Manuel Jacob <me@manueljacob.de> [Mon, 29 Jun 2020 15:03:36 +0200] rev 45022
convert: correctly convert paths to UTF-8 for Subversion
The previous code using encoding.tolocal() only worked by chance in these
situations:
* The string is ASCII: The fast path was triggered and the string was returned
unmodified.
* The local encoding is UTF-8: The source and target encoding is the same.
* The string is not valid UTF-8 and the native encoding is ISO-8859-1: If the
string doesn’t decode using UTF-8, ISO-8859-1 is tried as a fallback. During
`hg convert`, the local encoding is always UTF-8. The irony is that in this
case, encoding.tolocal() behaves like what someone would expect the reverse
function, encoding.fromlocal(), to do.
When the locale encoding is ISO-8859-15, trying to convert a SVN repo `/tmp/a€`
failed before like this:
file:///tmp/a%C2%A4 does not look like a Subversion repository to libsvn version 1.14.0
The correct URL is `file:///tmp/a%E2%82%AC`.
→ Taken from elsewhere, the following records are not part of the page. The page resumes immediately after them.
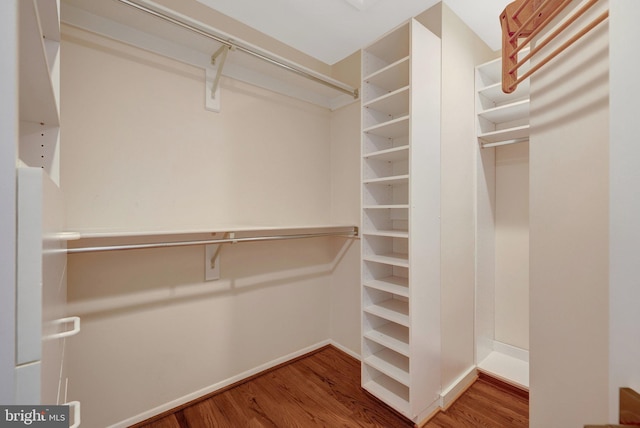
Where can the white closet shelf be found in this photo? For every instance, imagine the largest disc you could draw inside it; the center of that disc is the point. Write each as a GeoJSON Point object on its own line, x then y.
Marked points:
{"type": "Point", "coordinates": [392, 364]}
{"type": "Point", "coordinates": [393, 259]}
{"type": "Point", "coordinates": [492, 71]}
{"type": "Point", "coordinates": [390, 155]}
{"type": "Point", "coordinates": [85, 241]}
{"type": "Point", "coordinates": [396, 179]}
{"type": "Point", "coordinates": [393, 310]}
{"type": "Point", "coordinates": [123, 23]}
{"type": "Point", "coordinates": [394, 104]}
{"type": "Point", "coordinates": [391, 284]}
{"type": "Point", "coordinates": [386, 207]}
{"type": "Point", "coordinates": [496, 95]}
{"type": "Point", "coordinates": [392, 76]}
{"type": "Point", "coordinates": [507, 113]}
{"type": "Point", "coordinates": [390, 233]}
{"type": "Point", "coordinates": [392, 129]}
{"type": "Point", "coordinates": [516, 133]}
{"type": "Point", "coordinates": [391, 335]}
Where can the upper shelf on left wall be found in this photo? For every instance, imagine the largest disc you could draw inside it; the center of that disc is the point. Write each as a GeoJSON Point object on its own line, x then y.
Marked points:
{"type": "Point", "coordinates": [127, 24]}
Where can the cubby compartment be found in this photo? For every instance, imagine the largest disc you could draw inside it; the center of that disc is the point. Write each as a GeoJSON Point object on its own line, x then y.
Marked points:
{"type": "Point", "coordinates": [389, 220]}
{"type": "Point", "coordinates": [501, 118]}
{"type": "Point", "coordinates": [374, 246]}
{"type": "Point", "coordinates": [386, 277]}
{"type": "Point", "coordinates": [390, 192]}
{"type": "Point", "coordinates": [387, 107]}
{"type": "Point", "coordinates": [381, 385]}
{"type": "Point", "coordinates": [386, 305]}
{"type": "Point", "coordinates": [387, 51]}
{"type": "Point", "coordinates": [386, 333]}
{"type": "Point", "coordinates": [375, 145]}
{"type": "Point", "coordinates": [387, 361]}
{"type": "Point", "coordinates": [395, 163]}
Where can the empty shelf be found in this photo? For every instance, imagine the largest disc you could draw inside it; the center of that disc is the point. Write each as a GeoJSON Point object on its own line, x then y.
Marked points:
{"type": "Point", "coordinates": [391, 284]}
{"type": "Point", "coordinates": [392, 310]}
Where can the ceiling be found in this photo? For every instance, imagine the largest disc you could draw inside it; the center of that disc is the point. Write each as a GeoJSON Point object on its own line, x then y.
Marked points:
{"type": "Point", "coordinates": [330, 30]}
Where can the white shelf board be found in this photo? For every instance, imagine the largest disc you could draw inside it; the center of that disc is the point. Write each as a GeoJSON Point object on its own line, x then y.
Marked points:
{"type": "Point", "coordinates": [386, 207]}
{"type": "Point", "coordinates": [492, 70]}
{"type": "Point", "coordinates": [392, 336]}
{"type": "Point", "coordinates": [125, 24]}
{"type": "Point", "coordinates": [393, 310]}
{"type": "Point", "coordinates": [516, 133]}
{"type": "Point", "coordinates": [390, 155]}
{"type": "Point", "coordinates": [391, 46]}
{"type": "Point", "coordinates": [389, 233]}
{"type": "Point", "coordinates": [506, 368]}
{"type": "Point", "coordinates": [394, 128]}
{"type": "Point", "coordinates": [86, 238]}
{"type": "Point", "coordinates": [494, 93]}
{"type": "Point", "coordinates": [391, 284]}
{"type": "Point", "coordinates": [394, 103]}
{"type": "Point", "coordinates": [396, 179]}
{"type": "Point", "coordinates": [394, 259]}
{"type": "Point", "coordinates": [393, 76]}
{"type": "Point", "coordinates": [391, 364]}
{"type": "Point", "coordinates": [507, 112]}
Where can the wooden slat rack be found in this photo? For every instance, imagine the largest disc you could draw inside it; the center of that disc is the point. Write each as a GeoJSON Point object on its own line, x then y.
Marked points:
{"type": "Point", "coordinates": [525, 19]}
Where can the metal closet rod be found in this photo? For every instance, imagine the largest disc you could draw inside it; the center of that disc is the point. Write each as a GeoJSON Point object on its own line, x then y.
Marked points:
{"type": "Point", "coordinates": [230, 45]}
{"type": "Point", "coordinates": [352, 233]}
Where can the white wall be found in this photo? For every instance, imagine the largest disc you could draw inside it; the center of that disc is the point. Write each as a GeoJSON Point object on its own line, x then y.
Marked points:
{"type": "Point", "coordinates": [140, 152]}
{"type": "Point", "coordinates": [569, 233]}
{"type": "Point", "coordinates": [624, 229]}
{"type": "Point", "coordinates": [512, 245]}
{"type": "Point", "coordinates": [8, 157]}
{"type": "Point", "coordinates": [345, 209]}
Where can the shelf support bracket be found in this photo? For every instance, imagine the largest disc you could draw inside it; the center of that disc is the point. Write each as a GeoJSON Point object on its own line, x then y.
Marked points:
{"type": "Point", "coordinates": [212, 259]}
{"type": "Point", "coordinates": [212, 78]}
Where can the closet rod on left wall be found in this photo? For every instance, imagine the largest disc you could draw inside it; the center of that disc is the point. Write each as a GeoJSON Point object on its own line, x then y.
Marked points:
{"type": "Point", "coordinates": [352, 233]}
{"type": "Point", "coordinates": [344, 89]}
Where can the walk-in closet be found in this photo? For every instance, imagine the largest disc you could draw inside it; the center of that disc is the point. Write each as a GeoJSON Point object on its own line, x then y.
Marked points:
{"type": "Point", "coordinates": [190, 199]}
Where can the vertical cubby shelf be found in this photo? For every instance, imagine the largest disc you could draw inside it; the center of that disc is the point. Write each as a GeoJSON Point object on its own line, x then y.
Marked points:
{"type": "Point", "coordinates": [502, 118]}
{"type": "Point", "coordinates": [400, 219]}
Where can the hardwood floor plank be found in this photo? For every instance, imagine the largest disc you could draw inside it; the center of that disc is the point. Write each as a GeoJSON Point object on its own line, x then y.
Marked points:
{"type": "Point", "coordinates": [485, 404]}
{"type": "Point", "coordinates": [323, 390]}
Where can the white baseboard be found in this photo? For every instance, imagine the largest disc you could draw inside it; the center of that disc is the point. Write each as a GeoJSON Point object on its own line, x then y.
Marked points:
{"type": "Point", "coordinates": [511, 351]}
{"type": "Point", "coordinates": [346, 350]}
{"type": "Point", "coordinates": [217, 386]}
{"type": "Point", "coordinates": [453, 391]}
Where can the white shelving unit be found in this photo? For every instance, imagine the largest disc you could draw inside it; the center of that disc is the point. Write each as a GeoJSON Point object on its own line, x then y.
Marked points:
{"type": "Point", "coordinates": [41, 320]}
{"type": "Point", "coordinates": [502, 118]}
{"type": "Point", "coordinates": [400, 220]}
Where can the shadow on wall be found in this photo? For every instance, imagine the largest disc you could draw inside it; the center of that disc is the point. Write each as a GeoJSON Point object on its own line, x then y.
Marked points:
{"type": "Point", "coordinates": [107, 283]}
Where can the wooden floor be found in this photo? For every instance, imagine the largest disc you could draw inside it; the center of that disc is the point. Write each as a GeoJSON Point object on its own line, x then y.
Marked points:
{"type": "Point", "coordinates": [323, 390]}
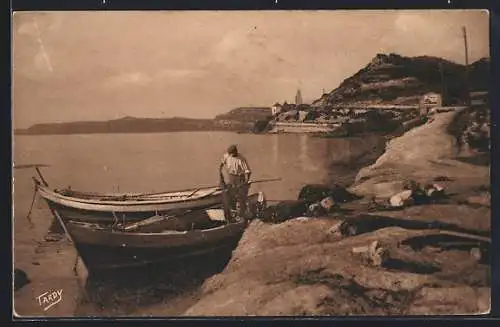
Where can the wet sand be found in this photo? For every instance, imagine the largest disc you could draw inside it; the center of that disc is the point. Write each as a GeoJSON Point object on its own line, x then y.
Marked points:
{"type": "Point", "coordinates": [295, 268]}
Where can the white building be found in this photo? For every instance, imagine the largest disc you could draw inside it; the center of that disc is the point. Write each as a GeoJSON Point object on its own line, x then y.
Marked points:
{"type": "Point", "coordinates": [430, 100]}
{"type": "Point", "coordinates": [276, 109]}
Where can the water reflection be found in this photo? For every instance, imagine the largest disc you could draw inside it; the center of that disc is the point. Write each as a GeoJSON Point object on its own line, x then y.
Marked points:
{"type": "Point", "coordinates": [304, 157]}
{"type": "Point", "coordinates": [136, 291]}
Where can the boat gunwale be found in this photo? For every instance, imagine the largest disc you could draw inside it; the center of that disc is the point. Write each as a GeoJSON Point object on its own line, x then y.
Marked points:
{"type": "Point", "coordinates": [55, 197]}
{"type": "Point", "coordinates": [185, 198]}
{"type": "Point", "coordinates": [88, 226]}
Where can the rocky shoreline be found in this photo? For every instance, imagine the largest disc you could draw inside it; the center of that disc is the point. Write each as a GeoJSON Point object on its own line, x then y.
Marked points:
{"type": "Point", "coordinates": [412, 264]}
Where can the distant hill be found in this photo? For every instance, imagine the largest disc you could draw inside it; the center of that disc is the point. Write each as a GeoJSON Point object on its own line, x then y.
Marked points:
{"type": "Point", "coordinates": [133, 125]}
{"type": "Point", "coordinates": [395, 79]}
{"type": "Point", "coordinates": [246, 114]}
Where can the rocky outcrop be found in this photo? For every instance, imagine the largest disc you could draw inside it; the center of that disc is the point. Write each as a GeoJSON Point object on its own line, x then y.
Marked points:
{"type": "Point", "coordinates": [302, 267]}
{"type": "Point", "coordinates": [402, 80]}
{"type": "Point", "coordinates": [423, 154]}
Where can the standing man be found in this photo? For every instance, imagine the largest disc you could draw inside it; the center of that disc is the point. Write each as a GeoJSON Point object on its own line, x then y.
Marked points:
{"type": "Point", "coordinates": [235, 181]}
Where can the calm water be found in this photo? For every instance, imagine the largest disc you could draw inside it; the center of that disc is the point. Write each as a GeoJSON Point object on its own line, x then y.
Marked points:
{"type": "Point", "coordinates": [157, 162]}
{"type": "Point", "coordinates": [169, 161]}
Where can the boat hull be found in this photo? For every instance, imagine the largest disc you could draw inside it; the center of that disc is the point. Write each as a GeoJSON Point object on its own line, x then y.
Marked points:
{"type": "Point", "coordinates": [103, 250]}
{"type": "Point", "coordinates": [129, 211]}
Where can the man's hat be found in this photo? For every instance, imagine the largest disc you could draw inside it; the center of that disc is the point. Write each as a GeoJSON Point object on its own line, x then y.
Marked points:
{"type": "Point", "coordinates": [232, 149]}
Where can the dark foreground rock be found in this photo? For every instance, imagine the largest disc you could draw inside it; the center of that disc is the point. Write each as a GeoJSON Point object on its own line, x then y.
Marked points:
{"type": "Point", "coordinates": [20, 279]}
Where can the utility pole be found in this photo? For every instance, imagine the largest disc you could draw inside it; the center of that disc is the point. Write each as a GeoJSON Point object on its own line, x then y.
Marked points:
{"type": "Point", "coordinates": [466, 77]}
{"type": "Point", "coordinates": [444, 95]}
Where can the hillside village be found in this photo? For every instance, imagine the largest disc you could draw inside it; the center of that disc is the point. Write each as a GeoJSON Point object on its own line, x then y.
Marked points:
{"type": "Point", "coordinates": [390, 93]}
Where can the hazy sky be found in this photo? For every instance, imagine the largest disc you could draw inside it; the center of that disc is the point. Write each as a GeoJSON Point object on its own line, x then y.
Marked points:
{"type": "Point", "coordinates": [105, 65]}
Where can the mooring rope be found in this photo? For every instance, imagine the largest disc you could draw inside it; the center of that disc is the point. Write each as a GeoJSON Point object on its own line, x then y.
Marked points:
{"type": "Point", "coordinates": [32, 205]}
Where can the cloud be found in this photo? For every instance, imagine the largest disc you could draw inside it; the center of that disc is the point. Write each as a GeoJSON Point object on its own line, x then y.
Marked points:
{"type": "Point", "coordinates": [135, 78]}
{"type": "Point", "coordinates": [181, 73]}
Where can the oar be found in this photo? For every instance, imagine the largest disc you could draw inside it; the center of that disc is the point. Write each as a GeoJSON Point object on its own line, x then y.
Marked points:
{"type": "Point", "coordinates": [30, 166]}
{"type": "Point", "coordinates": [61, 222]}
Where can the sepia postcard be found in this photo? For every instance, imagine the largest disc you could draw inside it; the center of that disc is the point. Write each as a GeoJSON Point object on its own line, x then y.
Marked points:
{"type": "Point", "coordinates": [251, 163]}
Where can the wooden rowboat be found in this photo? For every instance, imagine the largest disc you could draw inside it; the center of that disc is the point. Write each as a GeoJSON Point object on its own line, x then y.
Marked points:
{"type": "Point", "coordinates": [107, 208]}
{"type": "Point", "coordinates": [103, 248]}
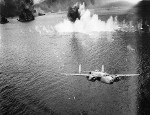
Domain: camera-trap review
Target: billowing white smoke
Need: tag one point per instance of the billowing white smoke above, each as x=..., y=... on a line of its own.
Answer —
x=37, y=1
x=88, y=23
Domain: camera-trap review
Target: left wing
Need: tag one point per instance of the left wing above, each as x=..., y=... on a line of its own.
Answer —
x=126, y=75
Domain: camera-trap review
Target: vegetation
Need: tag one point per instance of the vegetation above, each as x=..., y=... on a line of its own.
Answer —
x=11, y=8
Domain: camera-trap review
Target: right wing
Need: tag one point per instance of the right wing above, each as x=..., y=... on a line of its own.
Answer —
x=75, y=74
x=127, y=75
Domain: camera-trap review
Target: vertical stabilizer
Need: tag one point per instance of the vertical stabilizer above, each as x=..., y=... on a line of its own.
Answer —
x=102, y=69
x=79, y=68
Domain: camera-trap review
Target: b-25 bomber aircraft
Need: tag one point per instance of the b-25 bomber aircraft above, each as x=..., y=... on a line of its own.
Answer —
x=101, y=76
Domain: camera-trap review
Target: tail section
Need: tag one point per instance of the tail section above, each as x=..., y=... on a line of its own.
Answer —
x=79, y=68
x=102, y=69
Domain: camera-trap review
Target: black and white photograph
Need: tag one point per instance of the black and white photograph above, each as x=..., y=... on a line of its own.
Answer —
x=74, y=57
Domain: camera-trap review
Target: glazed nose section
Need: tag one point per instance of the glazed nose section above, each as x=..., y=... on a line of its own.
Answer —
x=87, y=77
x=116, y=79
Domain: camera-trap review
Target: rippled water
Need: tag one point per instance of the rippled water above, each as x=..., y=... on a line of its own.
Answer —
x=33, y=56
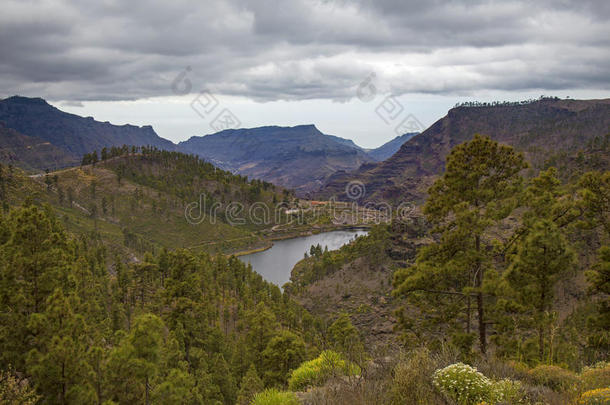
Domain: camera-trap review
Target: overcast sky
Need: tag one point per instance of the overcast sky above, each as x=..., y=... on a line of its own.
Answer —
x=269, y=62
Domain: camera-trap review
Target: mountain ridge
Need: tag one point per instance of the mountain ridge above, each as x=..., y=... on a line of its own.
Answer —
x=544, y=130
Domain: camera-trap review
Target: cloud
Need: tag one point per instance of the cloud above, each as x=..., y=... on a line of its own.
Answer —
x=270, y=50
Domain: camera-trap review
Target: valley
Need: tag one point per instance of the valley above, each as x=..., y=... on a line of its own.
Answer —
x=239, y=280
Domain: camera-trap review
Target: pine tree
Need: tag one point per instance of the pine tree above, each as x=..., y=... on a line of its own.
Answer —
x=58, y=360
x=284, y=353
x=542, y=257
x=478, y=189
x=250, y=385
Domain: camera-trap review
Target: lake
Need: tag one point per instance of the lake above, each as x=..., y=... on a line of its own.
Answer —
x=275, y=264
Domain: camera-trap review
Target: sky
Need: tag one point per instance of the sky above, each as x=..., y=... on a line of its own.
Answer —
x=363, y=69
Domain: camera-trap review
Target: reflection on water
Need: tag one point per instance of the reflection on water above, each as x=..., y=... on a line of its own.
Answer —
x=275, y=264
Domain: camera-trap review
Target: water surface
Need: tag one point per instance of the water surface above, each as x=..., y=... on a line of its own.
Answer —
x=275, y=264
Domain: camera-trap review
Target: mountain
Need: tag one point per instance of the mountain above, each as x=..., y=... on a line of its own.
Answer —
x=389, y=148
x=570, y=134
x=299, y=157
x=71, y=133
x=31, y=152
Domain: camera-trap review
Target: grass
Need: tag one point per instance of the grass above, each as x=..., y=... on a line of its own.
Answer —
x=319, y=370
x=275, y=397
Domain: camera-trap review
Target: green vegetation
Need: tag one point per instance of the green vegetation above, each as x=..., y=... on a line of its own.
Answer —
x=319, y=370
x=514, y=261
x=502, y=291
x=174, y=325
x=275, y=397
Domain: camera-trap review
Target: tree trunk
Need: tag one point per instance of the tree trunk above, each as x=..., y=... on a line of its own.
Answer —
x=468, y=314
x=479, y=286
x=147, y=400
x=541, y=326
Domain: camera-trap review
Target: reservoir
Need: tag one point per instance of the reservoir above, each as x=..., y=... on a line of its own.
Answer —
x=275, y=264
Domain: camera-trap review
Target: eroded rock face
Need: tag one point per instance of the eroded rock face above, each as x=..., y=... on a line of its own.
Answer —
x=545, y=130
x=71, y=133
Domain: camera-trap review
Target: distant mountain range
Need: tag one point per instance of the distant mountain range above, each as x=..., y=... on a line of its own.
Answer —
x=563, y=133
x=301, y=157
x=572, y=135
x=71, y=133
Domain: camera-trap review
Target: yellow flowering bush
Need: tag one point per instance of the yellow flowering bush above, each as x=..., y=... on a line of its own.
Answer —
x=463, y=383
x=466, y=385
x=600, y=396
x=556, y=378
x=596, y=376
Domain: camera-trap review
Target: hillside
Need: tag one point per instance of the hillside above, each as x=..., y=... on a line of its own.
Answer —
x=569, y=134
x=137, y=203
x=389, y=148
x=299, y=157
x=71, y=133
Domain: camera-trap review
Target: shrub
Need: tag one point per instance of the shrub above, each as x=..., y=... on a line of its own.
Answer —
x=506, y=391
x=599, y=396
x=319, y=370
x=556, y=378
x=275, y=397
x=597, y=376
x=464, y=384
x=411, y=383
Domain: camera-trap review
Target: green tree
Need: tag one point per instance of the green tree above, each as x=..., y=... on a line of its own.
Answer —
x=599, y=279
x=250, y=385
x=179, y=387
x=595, y=192
x=345, y=337
x=478, y=189
x=542, y=257
x=284, y=353
x=135, y=362
x=15, y=391
x=58, y=360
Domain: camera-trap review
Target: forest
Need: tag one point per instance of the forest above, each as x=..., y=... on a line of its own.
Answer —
x=507, y=302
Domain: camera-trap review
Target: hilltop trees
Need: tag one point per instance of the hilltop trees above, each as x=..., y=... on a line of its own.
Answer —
x=175, y=328
x=542, y=257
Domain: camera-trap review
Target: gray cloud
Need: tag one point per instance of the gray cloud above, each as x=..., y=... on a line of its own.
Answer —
x=300, y=49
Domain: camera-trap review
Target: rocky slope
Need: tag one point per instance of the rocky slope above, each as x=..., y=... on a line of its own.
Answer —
x=30, y=152
x=569, y=134
x=71, y=133
x=389, y=148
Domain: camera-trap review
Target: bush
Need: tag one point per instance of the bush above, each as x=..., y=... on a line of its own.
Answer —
x=599, y=396
x=506, y=391
x=556, y=378
x=319, y=370
x=597, y=376
x=275, y=397
x=464, y=384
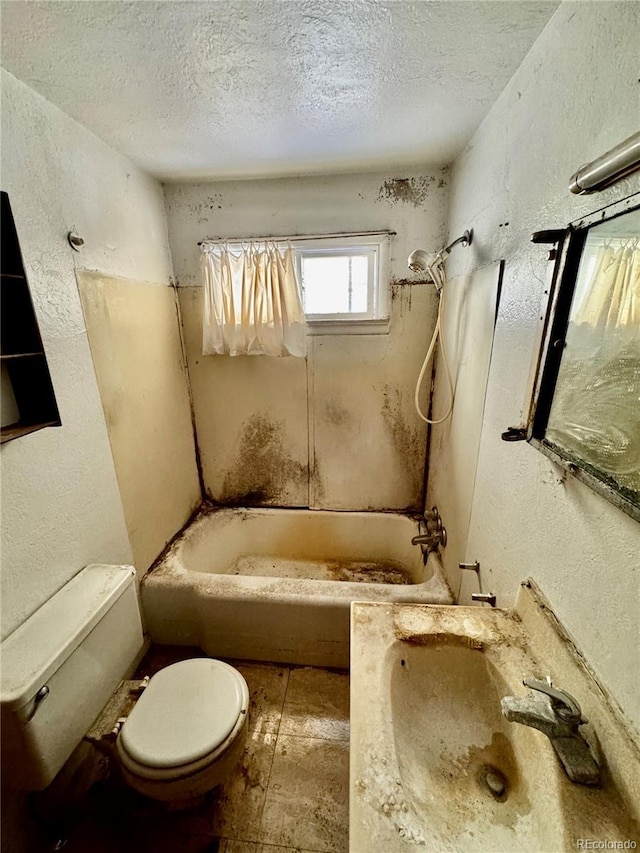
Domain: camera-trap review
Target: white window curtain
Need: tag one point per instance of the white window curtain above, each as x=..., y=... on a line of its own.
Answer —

Unlike previously (with the ISO-8859-1 fallback), decoding the path using the
locale encoding can fail. In this case, we have to bail out, as Subversion
won’t be able to do anything useful with the path.
Manuel Jacob <me@manueljacob.de> [Tue, 30 Jun 2020 05:04:36 +0200] rev 45021
py3: pass URL as str
Before the patch, HTTP(S) URLs were never recognized as a Subversion repository
on Python 3.
Manuel Jacob <me@manueljacob.de> [Tue, 30 Jun 2020 04:55:52 +0200] rev 45020
convert: bail out in Subversion source if encountering non-ASCII HTTP(S) URL
Before this patch, in the tested case, urllib raised `httplib.InvalidURL: URL
can't contain control characters. '/\xff/!svn/ver/0/.svn' (found at least
'\xff')`, which resulted in that the URL was never recognized as a Subversion
repository.
This patch adds a check that bails out if the URL contains non-ASCII characters.
The warning is not overly user-friendly, but giving the user something to type
into a search engine is definitively better than not explaining why the
repository was not recognized.
We could support non-ASCII chracters by quoting them before passing them to
urllib. However, we would want to be compatible with what the `svn` command
does, which converts the URL from the locale encoding to UTF-8, percent-encodes
it and sends it to the server. If the locale encoding is not UTF-8, the
behavior is IMHO not very intuitive, as the `svn` command may send different
(percent-encoded) octets than what was passed on the console. Instead of
copying this behavior, we better leave it forbidden.